Sherfield acknowledges that, while Grind’s ethical methods are motivated by a genuine sense of responsibility, it’s also what today’s consumers want. “I’m not blind to the fact that it helps how we portray our brand,” he says.
Back to life
While Grind’s innovative approach to ecommerce has helped enormously during the pandemic, and will be a focal point for the future, it hasn’t replaced what was lost through high-street closures. “That’s why it’s amazing we’re coming back to life,” says Sherfield.
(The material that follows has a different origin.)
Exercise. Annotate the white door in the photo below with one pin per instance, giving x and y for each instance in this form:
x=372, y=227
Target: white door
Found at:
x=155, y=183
He says the public’s reaction during the tentative early stages of post-lockdown has been “phenomenal – customers have been coming back in droves… We were doing 70% of sales [compared with the same period in 2019] just from our outside space alone.”
He is optimistic that consumer habits will not have changed drastically: “People still want to socialise with their friends.” But the impact on the high street of the new world of remote working, and the use of technology in the hospitality industry, are two factors he will need to keep a close eye on.
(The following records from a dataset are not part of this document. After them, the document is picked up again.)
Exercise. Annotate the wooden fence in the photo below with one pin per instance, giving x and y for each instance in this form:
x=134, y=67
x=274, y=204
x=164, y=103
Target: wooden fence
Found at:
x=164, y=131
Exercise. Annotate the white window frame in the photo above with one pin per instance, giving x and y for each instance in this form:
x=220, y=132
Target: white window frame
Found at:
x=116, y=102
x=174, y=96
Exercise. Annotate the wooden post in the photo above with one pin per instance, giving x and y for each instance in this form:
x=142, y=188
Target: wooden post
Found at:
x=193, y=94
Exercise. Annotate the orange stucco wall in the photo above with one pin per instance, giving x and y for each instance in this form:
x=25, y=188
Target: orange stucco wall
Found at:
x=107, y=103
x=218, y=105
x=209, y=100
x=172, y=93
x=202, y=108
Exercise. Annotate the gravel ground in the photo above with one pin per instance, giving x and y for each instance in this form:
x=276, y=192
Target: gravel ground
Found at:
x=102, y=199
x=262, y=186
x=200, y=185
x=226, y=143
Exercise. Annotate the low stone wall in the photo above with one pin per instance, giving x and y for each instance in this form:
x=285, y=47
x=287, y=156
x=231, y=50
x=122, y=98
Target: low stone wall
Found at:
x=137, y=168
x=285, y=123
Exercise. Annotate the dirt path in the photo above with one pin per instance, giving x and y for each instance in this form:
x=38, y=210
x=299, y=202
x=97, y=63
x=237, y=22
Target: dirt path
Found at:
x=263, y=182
Using his CA training to bring strategic insight, says Sherfield, is the crux of his role. “Yes, we learned our debits and credits and how to prepare a set of accounts,” he says, “but the one thing that was continually discussed during training was: ‘How does the CA qualification create accountants that add value to the business world?’”
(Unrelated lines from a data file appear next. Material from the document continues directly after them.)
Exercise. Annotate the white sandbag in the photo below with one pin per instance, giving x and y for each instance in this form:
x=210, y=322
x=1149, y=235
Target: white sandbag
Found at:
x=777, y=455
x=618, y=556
That concept has proved invaluable, he says, in a world where software can do much of the accounting a human once would have: “Everything relies on data-driven insights and making commercial decisions from that, so the role of the accountant has to be to take those numbers and impart direction to the rest of the business.”
Clear direction is something from which Sherfield has always benefited on a personal level too. “My mum and dad were both directors of small local businesses and I spent my teen years learning from them,” he says. “I knew from the age of 16 that I wanted to work in senior management in a growing business.”
After studying maths with economics at University College London, Sherfield joined the graduate scheme at EY. “I had a great five years,” he says. “It was an amazing programme, I studied for the CA at BPP London Wall, I still have good friends from EY and I met my wife there.”
Sherfield knew being an accountant in practice was never where he wanted to be long term, but his training provided the right foundations to move into small business. On secondment from EY, he got a job as Investment Manager at the Social Business Trust, a not-for-profit that helps social enterprises to scale up. “I loved every minute,” says Sherfield. “It gave me great exposure to social business models and how they worked.”
One such was Fashion Enter, a sustainable clothing company that particularly impressed Sherfield:
“They needed a head of finance to help them put the right structures in place and build their capabilities and their KPIs to really help them grow. I thought, ‘I can do that.’” Social Business Trust not only supported Fashion Enter, but placed him in the company for a one-year tenure – an experience he describes as: “Fantastic. It was a jump-off point, and gave me exactly the experience I needed to move into the small business world.”
Now firmly in that world, what is it about the start-up atmosphere that he loves? “Building,” he says. “Building something that either hasn’t been done before or something that I’m proud of. And I’m proud of Grind. I’m really, really proud of Grind.”